Collect logs in Kubernetes with the OpenTelemetry Collector
In Kubernetes, when applications log to stdout, the logs are collected by the Kubernetes API server and stored as files on the node running the application. It is recommended to run a log collector on each node to collect these logs and send them to a centralized log storage. In this guide we will show you how to use the Collector to collect the logs from the node.
Kubernetes Logging
In general, Kubernetes stores the logs in /var/log/pods/<namespace>_<pod_name>_<pod_id>/<container_name>/<run_id>.log
. We will use the filelog receiver in the Collector to collect the logs from this directory.
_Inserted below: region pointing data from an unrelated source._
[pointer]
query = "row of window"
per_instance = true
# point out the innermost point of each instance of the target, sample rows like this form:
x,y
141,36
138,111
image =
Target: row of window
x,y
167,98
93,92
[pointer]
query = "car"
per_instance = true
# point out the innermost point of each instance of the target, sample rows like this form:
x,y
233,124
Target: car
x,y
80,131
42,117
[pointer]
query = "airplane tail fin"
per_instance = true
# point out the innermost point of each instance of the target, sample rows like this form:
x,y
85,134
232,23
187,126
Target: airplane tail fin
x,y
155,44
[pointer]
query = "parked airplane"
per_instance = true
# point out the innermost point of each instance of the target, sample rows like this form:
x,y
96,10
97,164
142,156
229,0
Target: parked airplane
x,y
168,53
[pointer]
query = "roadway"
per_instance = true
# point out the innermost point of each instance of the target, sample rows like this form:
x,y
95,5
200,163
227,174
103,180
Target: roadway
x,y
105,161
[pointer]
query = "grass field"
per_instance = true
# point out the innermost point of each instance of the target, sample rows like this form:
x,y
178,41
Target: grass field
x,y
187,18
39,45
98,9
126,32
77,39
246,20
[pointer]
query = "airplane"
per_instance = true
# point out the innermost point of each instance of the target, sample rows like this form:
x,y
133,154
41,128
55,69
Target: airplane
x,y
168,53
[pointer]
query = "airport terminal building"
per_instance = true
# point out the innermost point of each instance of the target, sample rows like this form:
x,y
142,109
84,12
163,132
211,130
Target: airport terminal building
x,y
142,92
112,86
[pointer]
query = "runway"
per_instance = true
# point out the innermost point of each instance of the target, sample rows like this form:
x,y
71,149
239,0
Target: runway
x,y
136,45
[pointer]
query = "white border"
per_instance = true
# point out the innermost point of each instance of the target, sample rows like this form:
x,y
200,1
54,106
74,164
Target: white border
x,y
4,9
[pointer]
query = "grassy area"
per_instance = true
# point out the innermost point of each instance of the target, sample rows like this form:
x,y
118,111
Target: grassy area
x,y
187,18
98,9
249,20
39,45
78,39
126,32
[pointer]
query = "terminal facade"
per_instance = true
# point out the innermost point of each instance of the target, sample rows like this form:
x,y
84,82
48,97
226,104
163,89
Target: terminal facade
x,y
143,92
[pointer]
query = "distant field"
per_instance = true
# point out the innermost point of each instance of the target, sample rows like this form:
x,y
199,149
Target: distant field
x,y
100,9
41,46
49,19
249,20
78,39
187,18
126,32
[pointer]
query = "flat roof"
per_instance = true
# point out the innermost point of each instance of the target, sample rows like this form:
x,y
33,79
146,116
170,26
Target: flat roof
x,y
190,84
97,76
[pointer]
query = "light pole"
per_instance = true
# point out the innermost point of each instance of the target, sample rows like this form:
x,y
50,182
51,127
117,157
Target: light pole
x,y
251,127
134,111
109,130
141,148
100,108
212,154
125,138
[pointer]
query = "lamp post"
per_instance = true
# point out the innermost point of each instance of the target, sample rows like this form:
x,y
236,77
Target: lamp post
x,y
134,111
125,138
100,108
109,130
The Collector needs to run as daemonset to be able to collect the logs from the nodes. The format in which the logs are stored is dependent on the container runtime being used. For example, if the runtime is containerd
, the format is ^(?P<time>[^ ^Z]+Z) (?P<stream>stdout|stderr) (?P<logtag>[^ ]*) ?(?P<log>.*)$
.
Configure the Collector
The different formats are confusing and not trivial to navigate. Hence we recommend using the following config for the filelog receiver. It will automatically detect the format and parse the logs accordingly.
receivers:
filelog:
include:
- /var/log/pods/*/*/*.log
include_file_name: false
include_file_path: true
operators:
- id: get-format
routes:
- expr: body matches "^\\{"
output: parser-docker
- expr: body matches "^[^ Z]+ "
output: parser-crio
- expr: body matches "^[^ Z]+Z"
output: parser-containerd
type: router
- id: parser-crio
output: extract_metadata_from_filepath
regex: ^(?P<time>[^ Z]+) (?P<stream>stdout|stderr) (?P<logtag>[^ ]*) ?(?P<log>.*)$
timestamp:
layout: 2006-01-02T15:04:05.999999999Z07:00
layout_type: gotime
parse_from: attributes.time
type: regex_parser
- id: parser-containerd
output: extract_metadata_from_filepath
regex: ^(?P<time>[^ ^Z]+Z) (?P<stream>stdout|stderr) (?P<logtag>[^ ]*) ?(?P<log>.*)$
timestamp:
layout: '%Y-%m-%dT%H:%M:%S.%LZ'
parse_from: attributes.time
type: regex_parser
- id: parser-docker
output: extract_metadata_from_filepath
timestamp:
layout: '%Y-%m-%dT%H:%M:%S.%LZ'
parse_from: attributes.time
type: json_parser
- id: extract_metadata_from_filepath
parse_from: attributes["log.file.path"]
regex: ^.*\/(?P<namespace>[^_]+)_(?P<pod_name>[^_]+)_(?P<uid>[a-f0-9\-]+)\/(?P<container_name>[^\._]+)\/(?P<restart_count>\d+)\.log$
type: regex_parser
- from: attributes.stream
to: attributes["log.iostream"]
type: move
- from: attributes.container_name
to: resource["k8s.container.name"]
type: move
- from: attributes.namespace
to: resource["k8s.namespace.name"]
type: move
- from: attributes.pod_name
to: resource["k8s.pod.name"]
type: move
- from: attributes.restart_count
to: resource["k8s.container.restart_count"]
type: move
- from: attributes.uid
to: resource["k8s.pod.uid"]
type: move
- from: attributes.log
to: body
type: move
start_at: beginning
Helm chart
Configuring this might seem scary but it has been made extremely easy if you’re using the helm-chart. You can find the helm chart here. To enable log collection you need to set the following values:
mode: daemonset
presets:
logsCollection:
enabled: true
includeCollectorLogs: true